Staff Correspondent |
Update: 2015-06-11 23:11:00
World Day Against Child Labour observed

DHAKA: The World Day Against Child Labour observed in the country as elsewhere in the world on Friday.

This year the theme of the day is 'No to Child Labour-Yes to Quality Education.'

Different government and non-government organizations chalked out various programs to mark the day.

To mark the day, Labour and Employment Ministry, Manusher Jonno Foundation and Save the Children jointly organized a national seminar at the BIAM Foundation in the city on Friday.

To eliminate child labor, the ministry has been providing training with informal education to 80,000 children who are engaged in 38 categories of jobs, which government identified as hazardous, speakers told the seminar.

International Business Times UK reports; there are 168 million children employed in child labour worldwide, according to the International Labour Organisation (ILO).
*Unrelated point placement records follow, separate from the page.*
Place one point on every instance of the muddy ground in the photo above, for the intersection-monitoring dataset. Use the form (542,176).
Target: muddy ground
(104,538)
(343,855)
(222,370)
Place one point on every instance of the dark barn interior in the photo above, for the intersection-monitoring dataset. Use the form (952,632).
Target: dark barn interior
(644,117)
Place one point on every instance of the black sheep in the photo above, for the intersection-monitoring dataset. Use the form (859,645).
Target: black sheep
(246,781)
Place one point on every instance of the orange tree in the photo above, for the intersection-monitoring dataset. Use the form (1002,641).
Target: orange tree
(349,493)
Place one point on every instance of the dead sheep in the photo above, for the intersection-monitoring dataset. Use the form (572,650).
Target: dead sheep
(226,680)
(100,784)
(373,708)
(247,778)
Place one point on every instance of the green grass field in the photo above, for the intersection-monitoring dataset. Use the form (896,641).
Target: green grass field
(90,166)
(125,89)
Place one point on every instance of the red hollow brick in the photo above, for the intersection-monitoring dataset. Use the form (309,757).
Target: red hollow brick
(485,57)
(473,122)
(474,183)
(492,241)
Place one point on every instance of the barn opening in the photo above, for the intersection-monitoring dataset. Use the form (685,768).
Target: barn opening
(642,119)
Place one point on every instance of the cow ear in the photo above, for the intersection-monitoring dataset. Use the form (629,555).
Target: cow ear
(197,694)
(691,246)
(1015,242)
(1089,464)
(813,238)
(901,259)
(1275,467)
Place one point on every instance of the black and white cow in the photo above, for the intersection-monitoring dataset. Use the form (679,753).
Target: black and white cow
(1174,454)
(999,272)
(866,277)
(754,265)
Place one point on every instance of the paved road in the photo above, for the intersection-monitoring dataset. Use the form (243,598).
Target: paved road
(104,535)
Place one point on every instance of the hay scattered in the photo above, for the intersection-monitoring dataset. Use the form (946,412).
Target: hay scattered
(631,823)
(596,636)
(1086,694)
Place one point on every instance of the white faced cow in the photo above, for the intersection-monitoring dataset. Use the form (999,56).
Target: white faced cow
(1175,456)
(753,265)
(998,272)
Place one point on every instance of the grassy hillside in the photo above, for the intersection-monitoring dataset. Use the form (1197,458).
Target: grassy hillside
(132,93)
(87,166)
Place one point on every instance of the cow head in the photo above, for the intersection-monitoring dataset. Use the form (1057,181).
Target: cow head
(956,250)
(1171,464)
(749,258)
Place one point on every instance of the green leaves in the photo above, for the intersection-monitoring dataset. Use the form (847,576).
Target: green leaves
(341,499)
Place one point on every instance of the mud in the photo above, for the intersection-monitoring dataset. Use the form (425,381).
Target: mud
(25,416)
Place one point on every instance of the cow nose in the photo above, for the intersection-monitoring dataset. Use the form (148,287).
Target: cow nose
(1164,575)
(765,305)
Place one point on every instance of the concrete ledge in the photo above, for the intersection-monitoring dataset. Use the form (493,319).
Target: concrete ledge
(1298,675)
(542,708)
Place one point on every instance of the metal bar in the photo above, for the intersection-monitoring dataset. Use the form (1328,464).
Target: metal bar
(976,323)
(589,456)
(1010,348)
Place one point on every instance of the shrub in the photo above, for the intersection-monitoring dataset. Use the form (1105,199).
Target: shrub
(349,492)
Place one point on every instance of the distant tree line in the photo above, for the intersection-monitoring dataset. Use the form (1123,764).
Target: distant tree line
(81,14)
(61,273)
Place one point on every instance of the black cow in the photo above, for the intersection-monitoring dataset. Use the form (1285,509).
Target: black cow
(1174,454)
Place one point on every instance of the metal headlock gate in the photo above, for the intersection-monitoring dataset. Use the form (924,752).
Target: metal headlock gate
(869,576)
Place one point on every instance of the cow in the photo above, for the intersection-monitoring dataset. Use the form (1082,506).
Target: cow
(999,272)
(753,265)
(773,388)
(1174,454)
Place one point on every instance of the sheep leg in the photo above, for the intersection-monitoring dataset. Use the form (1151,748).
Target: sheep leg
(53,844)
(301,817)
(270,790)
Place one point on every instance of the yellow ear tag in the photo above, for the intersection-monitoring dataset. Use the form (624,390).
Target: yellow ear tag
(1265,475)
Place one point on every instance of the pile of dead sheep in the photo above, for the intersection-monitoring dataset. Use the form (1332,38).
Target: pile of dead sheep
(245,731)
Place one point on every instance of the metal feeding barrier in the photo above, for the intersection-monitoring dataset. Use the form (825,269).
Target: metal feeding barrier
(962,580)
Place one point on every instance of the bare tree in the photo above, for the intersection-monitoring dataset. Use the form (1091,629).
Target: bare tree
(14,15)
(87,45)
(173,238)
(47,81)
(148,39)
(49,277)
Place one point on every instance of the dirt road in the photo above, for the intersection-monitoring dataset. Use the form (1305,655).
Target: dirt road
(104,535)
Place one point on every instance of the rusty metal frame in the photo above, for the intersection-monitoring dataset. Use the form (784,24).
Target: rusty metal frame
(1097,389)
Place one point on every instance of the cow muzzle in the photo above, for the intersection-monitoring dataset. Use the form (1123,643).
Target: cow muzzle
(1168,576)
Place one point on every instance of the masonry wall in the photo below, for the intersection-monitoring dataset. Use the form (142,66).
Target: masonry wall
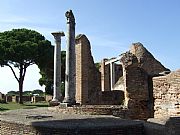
(115,97)
(105,76)
(166,92)
(136,87)
(146,60)
(88,78)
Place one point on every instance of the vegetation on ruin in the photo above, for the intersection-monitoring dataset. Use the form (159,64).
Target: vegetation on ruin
(26,105)
(20,48)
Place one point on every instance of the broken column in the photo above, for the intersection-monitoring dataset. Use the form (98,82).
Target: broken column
(112,73)
(57,66)
(70,60)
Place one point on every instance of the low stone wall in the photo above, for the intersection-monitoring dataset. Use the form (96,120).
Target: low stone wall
(8,128)
(93,110)
(114,97)
(38,129)
(164,126)
(35,99)
(166,91)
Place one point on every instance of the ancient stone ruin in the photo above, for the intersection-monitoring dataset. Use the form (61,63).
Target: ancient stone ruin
(133,85)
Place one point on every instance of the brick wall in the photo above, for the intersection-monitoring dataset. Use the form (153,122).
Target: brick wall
(42,128)
(88,82)
(136,87)
(115,97)
(166,92)
(146,60)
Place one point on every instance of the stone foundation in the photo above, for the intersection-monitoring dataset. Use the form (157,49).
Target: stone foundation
(166,91)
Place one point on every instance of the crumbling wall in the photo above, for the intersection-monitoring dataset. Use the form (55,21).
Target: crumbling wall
(105,76)
(166,92)
(146,60)
(88,78)
(136,87)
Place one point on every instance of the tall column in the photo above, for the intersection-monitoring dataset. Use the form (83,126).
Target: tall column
(57,66)
(112,74)
(70,72)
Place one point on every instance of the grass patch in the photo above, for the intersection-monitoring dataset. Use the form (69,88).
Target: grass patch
(26,105)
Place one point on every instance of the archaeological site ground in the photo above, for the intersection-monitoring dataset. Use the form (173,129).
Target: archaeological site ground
(129,94)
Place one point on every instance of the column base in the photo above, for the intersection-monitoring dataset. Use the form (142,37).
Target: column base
(69,102)
(54,102)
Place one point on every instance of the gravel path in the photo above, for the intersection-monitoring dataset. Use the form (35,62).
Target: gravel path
(47,118)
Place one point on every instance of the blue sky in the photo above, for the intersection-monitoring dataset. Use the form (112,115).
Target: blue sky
(111,27)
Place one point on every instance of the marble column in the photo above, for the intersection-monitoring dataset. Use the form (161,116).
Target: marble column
(70,72)
(57,66)
(112,74)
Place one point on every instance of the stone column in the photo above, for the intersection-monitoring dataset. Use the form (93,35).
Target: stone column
(70,72)
(112,74)
(57,66)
The number has declined by one third since 2000, from 246 million.

More than half of these children are employed in hazardous work – around 85 million.

Child labor includes children who are forced to take part in armed conflict, such as child soldiers and girls taken as "wives" for soldiers and militia members.
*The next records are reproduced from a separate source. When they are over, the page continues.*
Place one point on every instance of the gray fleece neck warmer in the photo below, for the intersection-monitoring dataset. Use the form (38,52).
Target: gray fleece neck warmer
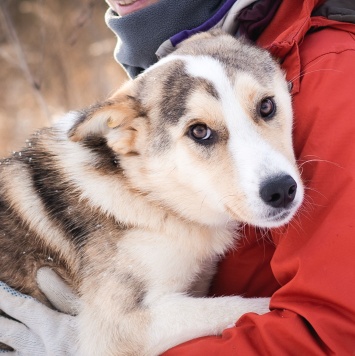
(142,32)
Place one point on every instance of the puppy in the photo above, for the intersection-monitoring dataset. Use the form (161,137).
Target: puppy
(133,201)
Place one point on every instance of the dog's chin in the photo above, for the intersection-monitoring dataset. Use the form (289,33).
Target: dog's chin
(275,219)
(271,219)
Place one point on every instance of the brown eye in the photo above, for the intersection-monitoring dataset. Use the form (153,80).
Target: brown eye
(267,108)
(201,133)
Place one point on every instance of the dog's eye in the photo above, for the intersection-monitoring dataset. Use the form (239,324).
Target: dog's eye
(267,108)
(200,132)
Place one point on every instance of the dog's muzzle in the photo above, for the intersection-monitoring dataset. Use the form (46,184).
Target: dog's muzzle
(279,191)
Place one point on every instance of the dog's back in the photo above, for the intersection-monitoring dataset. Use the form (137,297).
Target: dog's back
(133,201)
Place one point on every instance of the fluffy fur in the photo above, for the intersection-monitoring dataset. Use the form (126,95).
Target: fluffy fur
(134,201)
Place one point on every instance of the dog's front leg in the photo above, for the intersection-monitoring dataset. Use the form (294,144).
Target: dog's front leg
(178,318)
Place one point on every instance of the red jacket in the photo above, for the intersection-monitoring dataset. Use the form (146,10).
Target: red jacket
(309,266)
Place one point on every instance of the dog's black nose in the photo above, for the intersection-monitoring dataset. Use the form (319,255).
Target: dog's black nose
(279,191)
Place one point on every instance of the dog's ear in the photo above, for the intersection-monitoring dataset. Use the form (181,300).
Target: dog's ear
(113,119)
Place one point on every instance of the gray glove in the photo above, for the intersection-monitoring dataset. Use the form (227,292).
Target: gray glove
(39,330)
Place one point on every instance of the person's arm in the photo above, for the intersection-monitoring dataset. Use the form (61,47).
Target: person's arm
(34,329)
(313,312)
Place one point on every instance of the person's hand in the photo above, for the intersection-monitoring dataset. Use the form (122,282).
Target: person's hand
(39,330)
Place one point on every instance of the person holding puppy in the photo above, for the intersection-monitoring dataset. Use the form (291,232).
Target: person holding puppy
(307,267)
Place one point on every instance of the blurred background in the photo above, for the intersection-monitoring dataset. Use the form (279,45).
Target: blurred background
(55,56)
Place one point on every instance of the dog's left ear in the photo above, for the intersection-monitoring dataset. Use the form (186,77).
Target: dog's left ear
(114,119)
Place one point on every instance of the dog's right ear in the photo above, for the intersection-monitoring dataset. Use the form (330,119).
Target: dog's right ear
(118,111)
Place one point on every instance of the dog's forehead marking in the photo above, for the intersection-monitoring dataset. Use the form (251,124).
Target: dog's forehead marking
(177,87)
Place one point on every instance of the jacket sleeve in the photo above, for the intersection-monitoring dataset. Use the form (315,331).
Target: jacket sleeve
(313,312)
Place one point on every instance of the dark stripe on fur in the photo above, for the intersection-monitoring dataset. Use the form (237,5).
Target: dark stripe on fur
(57,194)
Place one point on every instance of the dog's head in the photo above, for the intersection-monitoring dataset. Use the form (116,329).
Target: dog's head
(206,132)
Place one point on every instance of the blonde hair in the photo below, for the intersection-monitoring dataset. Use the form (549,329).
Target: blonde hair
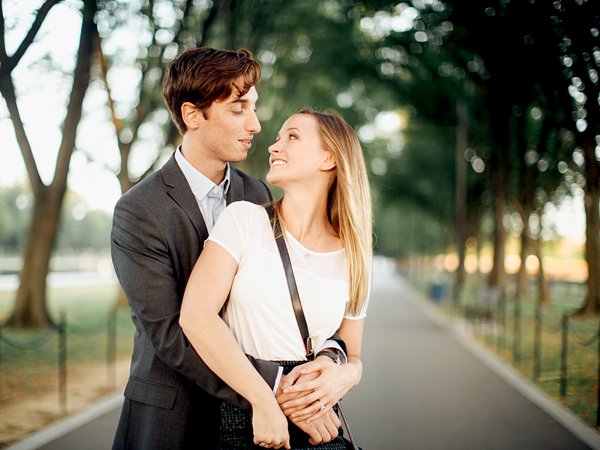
(349,201)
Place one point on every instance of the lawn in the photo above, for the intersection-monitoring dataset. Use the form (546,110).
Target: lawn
(511,335)
(96,357)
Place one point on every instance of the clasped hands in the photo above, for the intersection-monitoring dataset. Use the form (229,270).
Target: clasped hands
(307,394)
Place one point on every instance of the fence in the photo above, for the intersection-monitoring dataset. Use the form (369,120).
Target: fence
(16,344)
(557,349)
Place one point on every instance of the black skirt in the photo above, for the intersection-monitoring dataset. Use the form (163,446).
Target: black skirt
(235,432)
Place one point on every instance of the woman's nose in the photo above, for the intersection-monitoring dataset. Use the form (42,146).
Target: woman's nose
(273,148)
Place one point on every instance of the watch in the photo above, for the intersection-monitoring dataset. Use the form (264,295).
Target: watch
(334,356)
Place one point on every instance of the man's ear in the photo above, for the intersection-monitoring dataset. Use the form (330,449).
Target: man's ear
(191,115)
(328,162)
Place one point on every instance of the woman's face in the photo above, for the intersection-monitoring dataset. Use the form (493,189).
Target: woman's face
(297,155)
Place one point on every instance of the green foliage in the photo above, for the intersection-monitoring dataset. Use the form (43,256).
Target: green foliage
(80,229)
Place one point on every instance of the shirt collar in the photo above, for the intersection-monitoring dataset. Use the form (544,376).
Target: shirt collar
(199,183)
According to Anti-Slavery International, there are around 300,000 child soldiers involved in over 30 areas of conflict around the world.

Child labor among girls fell by 40 percent since 2000, compared with 25 percent for boys.

Asia and the Pacific still has the largest numbers – almost 78 million or 9.3 percent of the child population – but Sub-Saharan Africa continues to be the region with the highest incidence of child labor (59 million, which is over 21 percent).

There are 9.2 million (8.4 percent) children employed in child labor in the Middle East and North Africa. In Latin America and the Caribbean, there are 13 million (8.8%) children in child labor.

Agriculture remains by far the most important sector where child laborers can be found, with around 98 million, or 59%.

Child labor includes children who are used by others who profit from them, often through violence, and abuse in prostitution or pornography, illicit activities, such as forced begging, petty theft, and the drug trade.

Other forms of forced child labor include working in agriculture, factories, brick kilns, mines or construction, as well as restaurants in tourist environments.

ILO launched the World Day Against Child Labour in 2002 with the focus on the global extent of child labor and its impacts, and the action and efforts to eliminate it.